Furthermore, Low argues the vaccine is contraindicated in infants and those above 60 years old, as well as in immunocompromised persons, due to the increased likelihood of severe adverse effects. Management of yellow fever in these groups is usually through supportive care.
“Following reports of urban yellow fever outbreaks in Africa in 2016 followed by Latin America in 2017 and 2018, we were convinced that a yellow fever therapeutic is urgently needed for potential international spread and outbreaks. Other regions, while currently not endemic for yellow fever, remain at risk of unprecedented yellow fever outbreaks, as the vector responsible for the disease, the Aedes aegypti mosquito, is prevalent throughout the tropics and subtropics including Asia. While there is a highly effective vaccine, the vaccine production is limited with vaccination coverage often incomplete. It is also contraindicated for subgroups of population. An antibody treatment will not only plug these gaps but could also prepare global healthcare systems for potential outbreaks” says Professor Low.
Researchers used a computational approach to develop the TY014 antibody to specifically target an epitope on the yellow fever virus envelope (E) protein in post-infection therapy.
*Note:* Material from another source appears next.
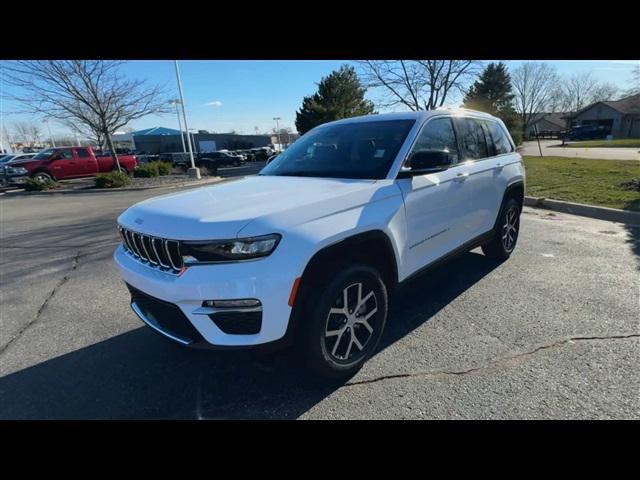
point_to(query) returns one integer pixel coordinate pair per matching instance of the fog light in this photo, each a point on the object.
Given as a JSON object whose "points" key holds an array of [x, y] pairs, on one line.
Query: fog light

This will help alleviate the stress on global healthcare systems in managing a yellow fever outbreak, and also fill the current gaps in healthcare that cannot be safely addressed by vaccination alone.
This is especially important in regions with an imposing footprint of the Aedes aegypti mosquito, the species responsible for current dengue infections and also capable of transmitting yellow fever, in places such as Asia and even in parts of the United States of America – where healthcare systems are ill-equipped for widespread yellow fever vaccination.
Testing for safety and efficacy
The clinical trial was conducted at the SingHealth Investigational Medical Unit in Singapore in healthy human volunteers. Researchers found that following TY014 treatment, the virus was undetectable in blood samples from people who received the antibodies. The treatment also reduced inflammation following vaccination, compared to people who received the vaccine but not the antibody treatment.
With the phase 1b trial completed in July 2019, researchers says they will perform phase 2 clinical trials in patients infected with the disease.
(Ed. This research was supported by the National Research Foundation Singapore, under its Campus for Research Excellence and Technological Enterprise (CREATE) programme, and Tysana Pte. Ltd. Featured image of SMART AMR researcher Yok Teng Chionh evaluating cells producing TY014 antibody provided courtesy of SMART.)